THE RUNNING 'BABA'

By
Khushwant Singh

Fauja Singh British Marathon Runner

London and Beyond
Fauja Singh, supported by his coach, who by now had started setting goals for him, soon started participating in runs, both short and full distance, outside London. Harmander, himself a keen marathoner, would enroll Fauja’s name along with his and soon raised a team comprising senior Sikh marathon runners. Each step they took toward this enhanced the Sikh image as a gritty and sporting community, a cause, which would soon land on Fauja Singh’s lone shoulders. Fauja, who was beating his own record each time he took to the track, soon found himself running on the streets of various cities of the world including Toronto for the Scotia Toronto Lakefront Marathon. He grabbed the headlines when he completed the race in five hours and forty minutes, almost bettering his record by an hour, even though he was three years older since his first marathon.

Fauja Singh’s toughest race has been the New York Marathon, but it is a great story of the fortitude and resilience Sikhs are blessed with.

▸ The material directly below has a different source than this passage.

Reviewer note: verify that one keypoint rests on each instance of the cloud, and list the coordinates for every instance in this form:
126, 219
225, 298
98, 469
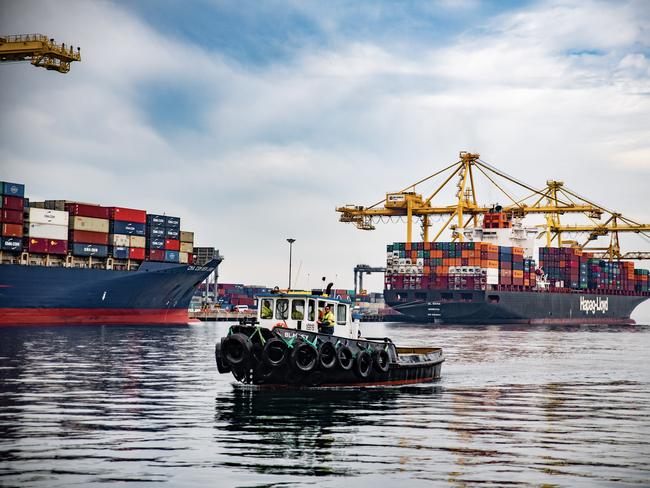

Taunted by the name Osama bin Laden many times over by onlookers, Fauja had started the race on an indisposed note. Though unwell, he had decided to run, since he felt his running would enhance the image of the Sikhs, who had been facing the wrath of the white supremacists thanks to them being thought of as Muslims. A resilient Fauja completed the race against all odds, but it took him over seven hours to complete it. He collapsed at the finishing line, only to stand up again before being rushed to a waiting ambulance for first aid. ‘I had to get up because if I hadn’t, the pictures in the media would have been of a Sikh collapsing. I could not do that. Sikh pride was at stake,’ he says, recalling the harrowing experience. This experience shattered Fauja Singh’s confidence, and it got his coach worried. Being conferred with the prestigious ‘Ellis Island Peace Award’, a reward recognized by the US Congress did little to bolster Fauja’s confidence.

Harmander hoped that Fauja would emerge from this experience, and thanks to the will of almighty, and to a very large extent his own, Fauja was ready to retake the track. In the 2004 London Marathon, which he was running for the fifth consecutive year he finished the race in six hours and seven minutes, much to the relief of his coach. Harmander Singh soon realized that full marathons were taking a toll on him, and he decided thereon that Fauja would participate only in half marathons or short distance runs. The other major reason for doing this was he wanted to save Fauja’s energy for the biggest run of his life. It was to make him run in 2011. Fauja would turn one hundred that year. A Greek man, who had run a full marathon at age ninety-eight, as per the Guinness Book of World Records, held the record for the oldest marathon runner.